Словом, к моменту окончания нашего разговора я был уже убежден в том, что данное Расселом определение неверно, и что хотя мы не имели определения числа, правильно искать его на намеченном ею пути — возводя его к концепции единицы.
Что меня заворожило при этом в ее манерах — и очень растрогало — так это причина ее особой серьезности. Выражение ее лица явно свидетельствовало о том, что она думает: Аллан допускает в этом ошибку. И эта серьезная ошибка способна отрицательно повлиять на его мышление во многих других вопросах. И на свете нет ничего более важного, чем помочь Аллану разобраться в этом вопросе. Она как бы считала, что я не заслуживаю того, чтобы пребывать в подобном заблуждении. И я всегда ощущал в этом некую справедливость.
Потом мы обсудили мою вторую статью, посвященную восприятию.
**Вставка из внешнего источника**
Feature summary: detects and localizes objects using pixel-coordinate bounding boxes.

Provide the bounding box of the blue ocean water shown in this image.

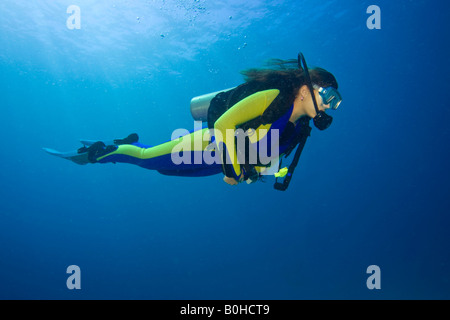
[0,0,449,300]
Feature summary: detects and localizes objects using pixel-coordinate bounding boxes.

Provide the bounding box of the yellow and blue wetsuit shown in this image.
[94,90,306,179]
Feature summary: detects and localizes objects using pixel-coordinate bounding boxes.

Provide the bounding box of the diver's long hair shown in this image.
[240,58,338,94]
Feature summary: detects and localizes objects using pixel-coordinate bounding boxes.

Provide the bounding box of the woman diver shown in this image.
[44,53,342,190]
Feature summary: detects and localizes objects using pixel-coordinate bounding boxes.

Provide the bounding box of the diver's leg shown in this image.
[92,128,222,177]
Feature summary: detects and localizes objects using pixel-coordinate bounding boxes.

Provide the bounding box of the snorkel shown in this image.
[297,53,333,130]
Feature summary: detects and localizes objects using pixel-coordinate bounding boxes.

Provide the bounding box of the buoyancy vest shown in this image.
[207,79,298,131]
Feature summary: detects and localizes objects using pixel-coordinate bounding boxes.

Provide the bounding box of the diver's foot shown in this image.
[114,133,139,145]
[77,146,88,154]
[85,141,117,163]
[87,141,105,163]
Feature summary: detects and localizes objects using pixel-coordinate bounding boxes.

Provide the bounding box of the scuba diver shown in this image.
[44,52,342,191]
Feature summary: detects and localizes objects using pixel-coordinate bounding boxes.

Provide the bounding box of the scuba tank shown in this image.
[190,87,235,122]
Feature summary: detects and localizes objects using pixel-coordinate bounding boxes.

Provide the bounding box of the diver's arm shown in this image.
[214,89,280,180]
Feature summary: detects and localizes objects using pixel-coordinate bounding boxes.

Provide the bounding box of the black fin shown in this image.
[113,133,139,145]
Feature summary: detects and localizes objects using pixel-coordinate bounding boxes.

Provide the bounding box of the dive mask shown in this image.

У нее имелся целый список замечаний по моим работам, мы двигались от пункта к пункту, однако разговор перемещался в широком диапазоне связанных тем. Мне нравилось, что я могу сидеть в полном спокойствии, не прекращая своей беседы с Айн Рэнд.
Уже перед самым уходом я сказал ей о том, что ее произведения существенно повлияли на мою жизнь. Он удивилась: «Неужели?» — и я ответил: «Да». Когда я уходил, она с огромной заботой напомнила мне, чтобы внимательно выходил из кабинки лифта и шел по улице, потому что было уже очень поздно. Один из моих профессоров говорил о греческих богах и героях, что они очень глубоки и драматичны в своих действиях и переживаниях: что если они гневны, то очень гневны, если счастливы, то очень счастливы, и я часто думал, что в этом Айн Рэнд подобна им. Теплота ее души была подобна теплоте души великана.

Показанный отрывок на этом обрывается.